Le premier ministre britannique Keir Starmer a annoncé aujourd’hui l’interdiction des réseaux sociaux pour les mineurs de moins de 16 ans au Royaume-Uni, avec l’ambition de faire adopter la loi avant Noël pour une entrée en vigueur « probablement vers le printemps ». en 2027.
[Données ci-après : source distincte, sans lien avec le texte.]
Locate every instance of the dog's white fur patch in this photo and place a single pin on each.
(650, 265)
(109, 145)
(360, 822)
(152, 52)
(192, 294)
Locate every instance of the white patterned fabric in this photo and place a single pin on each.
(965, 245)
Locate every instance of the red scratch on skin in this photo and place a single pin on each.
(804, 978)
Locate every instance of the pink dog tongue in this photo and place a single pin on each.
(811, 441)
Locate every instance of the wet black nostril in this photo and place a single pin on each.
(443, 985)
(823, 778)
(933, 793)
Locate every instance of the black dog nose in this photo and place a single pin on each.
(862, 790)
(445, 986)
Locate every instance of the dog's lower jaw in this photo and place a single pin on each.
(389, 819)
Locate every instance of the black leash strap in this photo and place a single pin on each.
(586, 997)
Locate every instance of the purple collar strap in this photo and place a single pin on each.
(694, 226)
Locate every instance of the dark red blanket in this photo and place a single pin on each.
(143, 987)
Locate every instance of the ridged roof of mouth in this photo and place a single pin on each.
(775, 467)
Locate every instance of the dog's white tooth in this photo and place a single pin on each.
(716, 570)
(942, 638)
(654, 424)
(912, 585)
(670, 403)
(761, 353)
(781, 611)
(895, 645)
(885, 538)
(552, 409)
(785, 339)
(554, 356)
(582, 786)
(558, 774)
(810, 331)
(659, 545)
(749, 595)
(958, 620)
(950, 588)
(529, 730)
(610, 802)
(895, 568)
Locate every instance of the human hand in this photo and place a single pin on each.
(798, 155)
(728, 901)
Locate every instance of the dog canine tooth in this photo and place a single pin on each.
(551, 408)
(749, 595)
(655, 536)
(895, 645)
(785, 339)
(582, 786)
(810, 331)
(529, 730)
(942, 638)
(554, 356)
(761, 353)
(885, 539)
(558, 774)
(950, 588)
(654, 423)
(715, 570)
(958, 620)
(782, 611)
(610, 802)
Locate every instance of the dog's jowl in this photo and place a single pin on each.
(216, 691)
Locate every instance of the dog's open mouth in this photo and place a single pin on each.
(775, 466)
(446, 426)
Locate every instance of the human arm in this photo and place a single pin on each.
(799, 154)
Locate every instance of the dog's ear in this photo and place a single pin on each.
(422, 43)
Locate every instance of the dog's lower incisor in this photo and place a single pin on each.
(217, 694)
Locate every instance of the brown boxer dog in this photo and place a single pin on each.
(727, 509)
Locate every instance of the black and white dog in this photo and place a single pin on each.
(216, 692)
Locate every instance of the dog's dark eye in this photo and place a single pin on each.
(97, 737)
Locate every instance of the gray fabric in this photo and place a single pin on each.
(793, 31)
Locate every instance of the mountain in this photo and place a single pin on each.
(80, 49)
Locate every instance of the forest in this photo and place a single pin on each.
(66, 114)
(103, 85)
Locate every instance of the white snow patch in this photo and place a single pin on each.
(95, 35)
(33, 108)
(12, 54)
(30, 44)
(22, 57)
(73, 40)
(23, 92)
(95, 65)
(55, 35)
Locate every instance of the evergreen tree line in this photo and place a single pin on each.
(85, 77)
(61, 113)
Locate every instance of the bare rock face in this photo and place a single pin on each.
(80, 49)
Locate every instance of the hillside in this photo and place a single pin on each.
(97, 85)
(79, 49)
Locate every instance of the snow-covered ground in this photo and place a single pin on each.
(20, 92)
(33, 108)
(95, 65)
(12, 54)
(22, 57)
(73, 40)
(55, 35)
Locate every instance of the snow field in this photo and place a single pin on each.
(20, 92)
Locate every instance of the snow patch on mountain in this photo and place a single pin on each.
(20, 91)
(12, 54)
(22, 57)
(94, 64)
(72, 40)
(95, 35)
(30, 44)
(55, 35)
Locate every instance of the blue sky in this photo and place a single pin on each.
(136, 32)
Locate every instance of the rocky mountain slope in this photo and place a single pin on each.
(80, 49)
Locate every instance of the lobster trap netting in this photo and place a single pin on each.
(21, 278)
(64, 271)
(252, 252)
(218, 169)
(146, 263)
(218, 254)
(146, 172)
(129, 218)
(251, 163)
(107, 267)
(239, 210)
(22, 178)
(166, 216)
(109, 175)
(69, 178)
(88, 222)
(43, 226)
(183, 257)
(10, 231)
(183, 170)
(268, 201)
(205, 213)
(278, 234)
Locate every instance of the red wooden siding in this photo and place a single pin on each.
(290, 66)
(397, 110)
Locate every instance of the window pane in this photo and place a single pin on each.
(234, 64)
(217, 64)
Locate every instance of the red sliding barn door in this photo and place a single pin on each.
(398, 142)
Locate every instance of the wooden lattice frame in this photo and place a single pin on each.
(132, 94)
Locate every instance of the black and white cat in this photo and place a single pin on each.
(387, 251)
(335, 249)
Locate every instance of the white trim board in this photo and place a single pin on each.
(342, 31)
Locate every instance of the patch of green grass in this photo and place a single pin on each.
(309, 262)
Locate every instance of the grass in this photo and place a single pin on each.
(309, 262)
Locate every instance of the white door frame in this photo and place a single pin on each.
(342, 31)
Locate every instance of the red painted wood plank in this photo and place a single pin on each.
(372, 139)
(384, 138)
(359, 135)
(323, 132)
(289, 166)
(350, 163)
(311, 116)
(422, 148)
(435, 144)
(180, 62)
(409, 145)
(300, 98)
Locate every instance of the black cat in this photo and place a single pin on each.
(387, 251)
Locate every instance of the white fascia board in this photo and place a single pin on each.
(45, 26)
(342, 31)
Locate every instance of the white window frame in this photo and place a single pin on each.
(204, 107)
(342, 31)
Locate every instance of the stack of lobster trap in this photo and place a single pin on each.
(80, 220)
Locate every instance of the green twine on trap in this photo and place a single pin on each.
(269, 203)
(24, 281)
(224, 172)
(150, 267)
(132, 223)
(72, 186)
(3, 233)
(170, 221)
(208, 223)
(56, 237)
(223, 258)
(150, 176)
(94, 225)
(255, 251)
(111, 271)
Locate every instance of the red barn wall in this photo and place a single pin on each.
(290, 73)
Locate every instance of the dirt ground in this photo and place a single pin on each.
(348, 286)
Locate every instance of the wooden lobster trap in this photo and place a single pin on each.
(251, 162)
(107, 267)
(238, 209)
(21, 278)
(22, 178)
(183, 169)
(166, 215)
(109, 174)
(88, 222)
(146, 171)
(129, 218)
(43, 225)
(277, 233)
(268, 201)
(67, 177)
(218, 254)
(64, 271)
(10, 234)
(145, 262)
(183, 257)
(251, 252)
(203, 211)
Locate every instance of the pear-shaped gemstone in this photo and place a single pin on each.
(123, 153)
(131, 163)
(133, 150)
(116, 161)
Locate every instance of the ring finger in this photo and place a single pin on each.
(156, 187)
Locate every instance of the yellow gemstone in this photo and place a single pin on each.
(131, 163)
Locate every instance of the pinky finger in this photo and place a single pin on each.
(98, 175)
Bientôt l’interdiction des réseaux sociaux au Royaume-Uni pour les jeunes
« Les réseaux sociaux rendent les enfants malheureux. Ils facilitent le harcèlement et les abus », a déclaré le premier ministre, qualifiant la mesure d’« étape importante » pour le pays et les familles. Il a également annoncé des mesures qu’il qualifie d’« inédites à l’échelle mondiale » sur les plateformes de jeux vidéo et de streaming, où des inconnus peuvent actuellement contacter n’importe quel enfant sans aucun contrôle, un angle que les législations similaires dans d’autres pays n’ont pas encore adressé.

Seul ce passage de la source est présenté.